Edouard Thamiry (1871-1941)


Abbé, Edouard Thamiry est professeur à la Faculté de théologie de Lille.


THAMIRY Edouard, Les deux aspects de l'immanence et le problème religieux, études de philosophie et de critique religieuse, Paris, Bloud et Cie, 1908.

Condamne : "En son incurable amour-propre chacun voit en soi-même le Surhomme, dont Renan, et Nietzsche plus encore, se sont efforcés de justifier les cruelles prétentions". Ajoute en note : "Tel est l’aboutissant pratique du monisme contemporain, et telle est la conclusion que tous ses adeptes, - à moins d’un recours illogique aux doctrines chrétiennes - doivent tirer pour eux-mêmes. En leur inconscient orgueil, ils s’appliquent cette parole de Renan (L'Avenir de la Science, préf., p. XVI) : « Le but de l’humanité est la constitution d’une conscience supérieure...» ; l’univers y travaille même en sacrifiant une foule d’existences inférieures, puisqu’une « imperceptible quantité d’arôme s’extrait d’un énorme caput mortuum de matière gâchée » (Ibid., p. III). On n’exprime pas mieux le mépris du Surhomme pour le vulgaire.

Nietzsche est encore plus dur et plus inhumain, quand il reproche aux religions de protéger l’existence d’individus gênants pour le Surhomme : « La religion de la pitié a l’immense inconvénient de prolonger une foule d’existences inutiles, condamnées par la loi de sélection ; elle conserve, elle multiplie la misère dans ce monde ; elle rend, par conséquent, l’univers plus laid, la vie plus digne d’être niée ; elle est une forme pratique du nihilisme. Elle est une menace pour l’existence et la santé morale des plus beaux exemplaires de l’humanité. » (Cf. H. Lichtenberger, La philosophie de Nietzsche, p. 119)". (p. 31)

Souligne encore le conflit inévitable entre la morale naturaliste et la morale catholique (p. 226 et suivantes) : "et il se résout, quoi qu’on en veuille dire, en une opposition de doctrines : le christianisme enseigne que Dieu a créé l’homme, qu’il lui a donné la liberté et lui laisse le soin de conquérir, par sa valeur personnelle la félicité de l’au-delà ; - le naturalisme répond : l’Humanité est l’incarnation même de Dieu, de l’Absolu, dont l’évolution fatale fera régner sur la terre le parfait bonheur. Mais l’évolution ne progresse que grâce à la sélection, c’est-à-dire à l’élimination des faibles ; c’est pourquoi il est nécessaire de détruire ces derniers en même temps que les religions qui ont eu à cœur de les protéger. C’est la double rançon de la morale scientifique : Renan (1), Spencer (2) et Nietzsche (3) le proclament sans détours.
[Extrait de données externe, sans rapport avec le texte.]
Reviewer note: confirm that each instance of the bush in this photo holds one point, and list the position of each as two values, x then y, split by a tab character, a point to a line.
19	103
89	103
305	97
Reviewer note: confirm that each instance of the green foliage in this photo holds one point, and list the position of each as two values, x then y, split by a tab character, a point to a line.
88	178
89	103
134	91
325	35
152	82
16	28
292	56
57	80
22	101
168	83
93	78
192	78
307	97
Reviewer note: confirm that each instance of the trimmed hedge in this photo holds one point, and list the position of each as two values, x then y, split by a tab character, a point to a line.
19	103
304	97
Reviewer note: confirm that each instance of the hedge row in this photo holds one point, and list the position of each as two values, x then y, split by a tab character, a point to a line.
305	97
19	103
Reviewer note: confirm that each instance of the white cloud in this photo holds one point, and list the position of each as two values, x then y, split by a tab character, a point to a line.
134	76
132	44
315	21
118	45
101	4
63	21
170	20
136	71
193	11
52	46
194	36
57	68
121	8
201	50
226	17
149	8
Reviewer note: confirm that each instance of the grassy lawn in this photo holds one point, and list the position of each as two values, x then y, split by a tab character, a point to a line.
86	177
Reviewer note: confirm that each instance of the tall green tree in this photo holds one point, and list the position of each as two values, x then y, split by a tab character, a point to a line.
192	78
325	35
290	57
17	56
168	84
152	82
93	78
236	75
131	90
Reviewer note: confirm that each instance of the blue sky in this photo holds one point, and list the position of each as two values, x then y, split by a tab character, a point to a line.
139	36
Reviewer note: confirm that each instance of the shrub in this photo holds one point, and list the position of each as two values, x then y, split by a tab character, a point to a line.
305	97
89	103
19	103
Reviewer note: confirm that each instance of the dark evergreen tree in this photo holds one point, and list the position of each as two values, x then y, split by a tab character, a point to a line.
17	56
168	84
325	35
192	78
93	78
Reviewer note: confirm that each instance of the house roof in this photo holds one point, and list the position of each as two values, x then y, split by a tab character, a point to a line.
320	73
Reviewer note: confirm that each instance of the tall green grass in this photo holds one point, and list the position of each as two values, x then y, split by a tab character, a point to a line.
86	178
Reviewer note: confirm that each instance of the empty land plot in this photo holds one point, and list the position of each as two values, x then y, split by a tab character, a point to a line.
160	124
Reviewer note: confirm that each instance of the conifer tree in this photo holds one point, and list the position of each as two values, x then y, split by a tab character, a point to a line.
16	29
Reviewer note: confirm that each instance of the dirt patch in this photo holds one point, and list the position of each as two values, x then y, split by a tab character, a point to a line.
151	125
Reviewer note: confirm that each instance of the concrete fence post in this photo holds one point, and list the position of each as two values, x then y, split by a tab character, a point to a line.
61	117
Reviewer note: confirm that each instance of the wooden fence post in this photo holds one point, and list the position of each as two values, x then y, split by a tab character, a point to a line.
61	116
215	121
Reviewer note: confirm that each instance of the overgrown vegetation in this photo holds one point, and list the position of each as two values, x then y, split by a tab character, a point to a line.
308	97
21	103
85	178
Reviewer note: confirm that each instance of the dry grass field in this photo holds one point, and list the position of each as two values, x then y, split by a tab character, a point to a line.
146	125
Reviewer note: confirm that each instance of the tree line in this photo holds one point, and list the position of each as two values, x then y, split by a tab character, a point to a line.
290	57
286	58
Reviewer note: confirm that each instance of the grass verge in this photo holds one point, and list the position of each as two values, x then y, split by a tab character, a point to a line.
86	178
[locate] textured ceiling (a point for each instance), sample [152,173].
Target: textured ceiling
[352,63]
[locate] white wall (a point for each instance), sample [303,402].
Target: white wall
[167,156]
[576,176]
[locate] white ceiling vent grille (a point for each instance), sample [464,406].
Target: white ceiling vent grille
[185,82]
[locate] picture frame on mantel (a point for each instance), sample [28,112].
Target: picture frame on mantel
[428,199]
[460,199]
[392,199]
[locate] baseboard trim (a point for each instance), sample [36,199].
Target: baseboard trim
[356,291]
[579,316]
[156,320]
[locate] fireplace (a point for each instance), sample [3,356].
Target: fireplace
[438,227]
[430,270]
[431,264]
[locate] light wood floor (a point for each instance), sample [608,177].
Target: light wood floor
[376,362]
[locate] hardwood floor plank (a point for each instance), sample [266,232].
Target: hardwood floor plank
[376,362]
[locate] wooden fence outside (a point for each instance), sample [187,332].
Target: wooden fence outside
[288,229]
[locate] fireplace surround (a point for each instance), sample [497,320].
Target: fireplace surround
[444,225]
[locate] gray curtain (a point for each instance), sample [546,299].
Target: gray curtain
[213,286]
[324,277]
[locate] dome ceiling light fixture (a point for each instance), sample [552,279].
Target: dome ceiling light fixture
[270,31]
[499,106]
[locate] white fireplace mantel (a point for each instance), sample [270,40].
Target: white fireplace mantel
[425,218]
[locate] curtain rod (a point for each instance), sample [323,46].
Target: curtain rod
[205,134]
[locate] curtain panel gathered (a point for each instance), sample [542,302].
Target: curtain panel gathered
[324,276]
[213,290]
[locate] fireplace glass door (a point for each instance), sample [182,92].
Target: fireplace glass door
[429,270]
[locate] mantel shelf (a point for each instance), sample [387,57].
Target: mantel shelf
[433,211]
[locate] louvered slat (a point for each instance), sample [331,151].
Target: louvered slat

(1) Cf. L'avenir de la science, p. 3.

(2) Cf. Introduction à la science sociale, trad. Franç., p. 371 : « Nourrir les incapables aux dépens des capables, c’est une grande cruauté. C’est une réserve de misère amassée à dessein pour les générations futures... On a le droit de se demander si la sotte philanthropie, qui ne pense qu’à adoucir les maux du moment et persiste à ne pas voir les maux indirects, ne produit pas au total une

plus grande somme de misère, que l’égoïsme extrême ». - Cf. item, L'individu contre l’État, passim.

(3) Cf. Henri Lichtenberger, La philosophie de Nietzsche, p. 118 et suiv. : « Un inconvénient plus grave encore de la religion de la pitié c’est qu’elle contrarie l’action normale de la loi de sélection, qui tend à faire disparaître les êtres mal conformés et qui, par suite, ont peu de chances de sortir victorieux du combat pour l’existence" (p. 226).